The trend of increasing car payments reflects significant changes in the auto financing landscape. A recent report from Edmunds highlights that nearly 20% of new car buyers are now dealing with monthly payments of $1,000 or more, a figure that represents a record high. This shift is largely attributed to consumers opting for longer loan terms, with loans lasting 84 months or more making up 22.4% of new-vehicle financing, a notable rise from the previous year.
Despite these longer loan terms, the average down payment has decreased slightly, indicating that buyers are attempting to manage affordability in the face of high interest rates. Currently, the average annual percentage rate (APR) for new vehicle loans stands at around 7%, and 0% finance deals have become exceedingly rare.
Auto loan debt has now reached $1.64 trillion, making it the second-largest category of consumer debt after mortgages. The average monthly car loan payment has increased significantly since the pandemic, from $570 in 2019 to $756 in the most recent quarter. This rise, coupled with elevated delinquency rates, has raised concerns about the potential for a car loan bubble.

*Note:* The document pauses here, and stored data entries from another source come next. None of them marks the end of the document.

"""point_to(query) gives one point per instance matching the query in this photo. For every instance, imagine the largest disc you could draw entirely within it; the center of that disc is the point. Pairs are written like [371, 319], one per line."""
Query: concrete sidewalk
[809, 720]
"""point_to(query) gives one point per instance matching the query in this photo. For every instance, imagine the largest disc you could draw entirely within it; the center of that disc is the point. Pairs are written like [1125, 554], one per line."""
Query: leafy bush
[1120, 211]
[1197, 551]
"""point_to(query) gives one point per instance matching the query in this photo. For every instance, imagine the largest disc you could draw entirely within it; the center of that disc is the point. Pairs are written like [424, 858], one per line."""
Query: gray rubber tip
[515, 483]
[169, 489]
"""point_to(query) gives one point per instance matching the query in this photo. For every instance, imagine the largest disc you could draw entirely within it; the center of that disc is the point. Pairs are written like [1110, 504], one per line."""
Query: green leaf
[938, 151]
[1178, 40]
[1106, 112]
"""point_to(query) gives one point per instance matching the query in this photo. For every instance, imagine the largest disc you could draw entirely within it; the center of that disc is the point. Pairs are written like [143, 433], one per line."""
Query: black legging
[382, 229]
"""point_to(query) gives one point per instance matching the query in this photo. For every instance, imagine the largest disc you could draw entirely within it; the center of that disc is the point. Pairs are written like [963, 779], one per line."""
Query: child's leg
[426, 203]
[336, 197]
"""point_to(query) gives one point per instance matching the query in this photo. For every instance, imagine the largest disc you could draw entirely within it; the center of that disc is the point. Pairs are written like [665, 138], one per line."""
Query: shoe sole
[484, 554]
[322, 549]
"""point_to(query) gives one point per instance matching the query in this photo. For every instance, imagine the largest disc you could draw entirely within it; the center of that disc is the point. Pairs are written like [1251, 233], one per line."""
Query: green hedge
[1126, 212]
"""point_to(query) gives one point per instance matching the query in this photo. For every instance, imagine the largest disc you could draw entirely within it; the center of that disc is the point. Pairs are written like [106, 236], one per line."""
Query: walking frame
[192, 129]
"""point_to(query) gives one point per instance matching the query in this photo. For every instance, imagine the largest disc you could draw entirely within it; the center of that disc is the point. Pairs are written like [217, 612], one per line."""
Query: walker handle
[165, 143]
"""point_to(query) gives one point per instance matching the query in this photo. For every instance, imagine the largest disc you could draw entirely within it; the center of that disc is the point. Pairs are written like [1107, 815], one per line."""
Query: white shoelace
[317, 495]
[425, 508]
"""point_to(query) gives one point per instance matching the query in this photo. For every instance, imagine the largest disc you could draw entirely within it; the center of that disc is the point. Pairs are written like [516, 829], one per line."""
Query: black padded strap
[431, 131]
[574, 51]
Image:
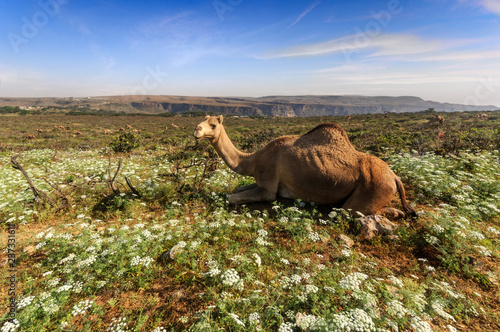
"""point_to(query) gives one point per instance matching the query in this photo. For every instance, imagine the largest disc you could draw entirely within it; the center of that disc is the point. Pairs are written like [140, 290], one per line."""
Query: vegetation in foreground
[166, 253]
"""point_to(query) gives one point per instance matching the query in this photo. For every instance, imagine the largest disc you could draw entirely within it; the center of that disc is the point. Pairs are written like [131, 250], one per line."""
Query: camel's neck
[234, 158]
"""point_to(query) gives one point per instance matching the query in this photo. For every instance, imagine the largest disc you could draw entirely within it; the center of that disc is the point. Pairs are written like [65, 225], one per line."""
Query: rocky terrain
[286, 106]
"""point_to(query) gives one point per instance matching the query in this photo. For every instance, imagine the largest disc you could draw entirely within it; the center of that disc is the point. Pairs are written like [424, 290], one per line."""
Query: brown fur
[321, 166]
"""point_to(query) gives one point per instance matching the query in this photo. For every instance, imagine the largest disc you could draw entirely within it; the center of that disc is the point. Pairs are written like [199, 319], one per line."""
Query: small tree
[126, 142]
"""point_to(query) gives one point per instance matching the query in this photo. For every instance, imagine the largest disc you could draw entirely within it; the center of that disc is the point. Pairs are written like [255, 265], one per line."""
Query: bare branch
[111, 183]
[39, 195]
[132, 187]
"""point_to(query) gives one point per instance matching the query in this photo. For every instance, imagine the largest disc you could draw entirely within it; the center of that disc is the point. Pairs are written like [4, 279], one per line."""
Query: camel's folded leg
[256, 194]
[244, 188]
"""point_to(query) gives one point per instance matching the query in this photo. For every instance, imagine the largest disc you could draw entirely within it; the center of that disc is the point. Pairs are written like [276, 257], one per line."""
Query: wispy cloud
[304, 13]
[382, 45]
[492, 5]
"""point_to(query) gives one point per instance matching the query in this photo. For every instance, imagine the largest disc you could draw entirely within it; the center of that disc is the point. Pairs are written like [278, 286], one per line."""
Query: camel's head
[210, 128]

Despite these challenges, there are some signs of stability. For example, Experian’s report showed a slight decline in the share of auto loans and leases 30 days past due. However, the rate of subprime borrowers who are at least 60 days late on payments remains concerning, having reached its highest level since 1994 earlier this year. These dynamics suggest that while there are areas of concern, the overall picture of auto loan debt is complex, with varying indicators of financial stress.